The aim of the technology is to save people time and to help megacities transform their transportation systems toward a more sustainable future by adding a new mobility option for citizens.
Florian Reuter, chief executive of Volocopter, said: "Urban mobility needs to evolve in the next few years to meet rising demand. With our Volocopter air taxis, we are adding a whole new level of mobility in the skies and this funding round is allowing us to take great strides towards bringing urban air mobility to life whilst being respectful of our shareholders' money."
Geely Holding, a privately-owned automotive group from China that has a portfolio of global brands including Geely Auto, Volvo Cars, and Lotus, also acquired a 9.69 percent stake in Mercedes-Benz-manufacturer Daimler in 2018.
Li Shufu, chairman of Geely Holding, said: "Geely is transitioning from being an automotive manufacturer to a mobility technology group, investing in and developing a wide range of next-generation technologies.
"Our latest cooperation with Daimler, building on our partnership in smart and premium ride-hailing services, as well as our joint venture with Volocopter underlines our confidence in Volocopter air taxis as the next ambitious step in our wider expansion in both electrification and new mobility services."
Zhejiang Geely Holding sold more than 2.15 million vehicles in 2018, with Volvo Car sales reaching historic highs of 642,253 cars globally and Geely Auto Group sales growing by more than 20 percent to more than 1.5 million units. In the first half of 2019, the company sold more than 1.11 million vehicles throughout the world.
Doris Fischer, chair of China business and economics at the University of Wuerzburg in Germany, said the partnership is a win-win scenario.

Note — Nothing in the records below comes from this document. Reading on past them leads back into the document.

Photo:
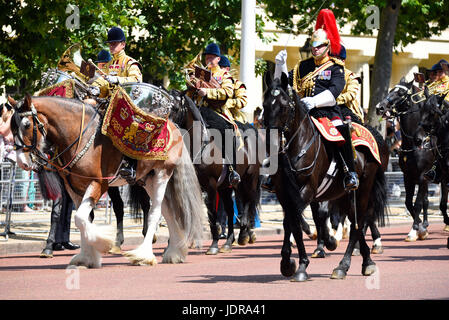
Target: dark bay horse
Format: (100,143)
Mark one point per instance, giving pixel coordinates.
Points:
(415,155)
(303,164)
(40,122)
(207,157)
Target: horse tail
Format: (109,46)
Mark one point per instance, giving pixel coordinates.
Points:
(379,198)
(50,184)
(136,194)
(184,200)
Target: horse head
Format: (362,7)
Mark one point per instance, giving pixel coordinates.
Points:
(29,134)
(394,102)
(278,105)
(432,113)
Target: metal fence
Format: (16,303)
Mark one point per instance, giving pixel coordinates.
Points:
(20,192)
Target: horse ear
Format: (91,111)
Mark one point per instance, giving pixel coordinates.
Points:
(267,79)
(284,81)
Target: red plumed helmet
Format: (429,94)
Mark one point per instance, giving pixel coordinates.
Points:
(326,21)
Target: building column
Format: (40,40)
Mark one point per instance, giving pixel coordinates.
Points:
(248,52)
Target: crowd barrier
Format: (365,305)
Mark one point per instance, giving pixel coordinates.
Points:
(20,193)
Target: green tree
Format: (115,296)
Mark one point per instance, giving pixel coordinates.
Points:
(402,22)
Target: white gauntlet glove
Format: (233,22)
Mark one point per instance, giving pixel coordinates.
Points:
(111,79)
(281,64)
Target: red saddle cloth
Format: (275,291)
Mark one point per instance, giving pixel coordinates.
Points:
(135,133)
(361,136)
(65,89)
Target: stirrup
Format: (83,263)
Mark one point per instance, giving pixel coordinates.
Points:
(234,177)
(351,181)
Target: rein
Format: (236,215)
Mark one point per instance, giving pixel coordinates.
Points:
(37,124)
(292,110)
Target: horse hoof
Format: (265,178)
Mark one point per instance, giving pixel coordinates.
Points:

"Working on such innovative ideas together for sure will provide thrilling experiences and advantages for both sides," she said. "The advantage for Volocopter in this case is a capital injection, and it may be also easier access to the Chinese market in the future. The advantage to Geely most likely lies in the cooperation with an innovative firm."
Fischer pointed out that the fact that a Chinese company is investing substantial venture capital into a German enterprise "constitutes a watershed in the way Chinese firms engage in Europe".
"It definitely still seems to be unusual, but at the same time it is not completely unexpected," she said.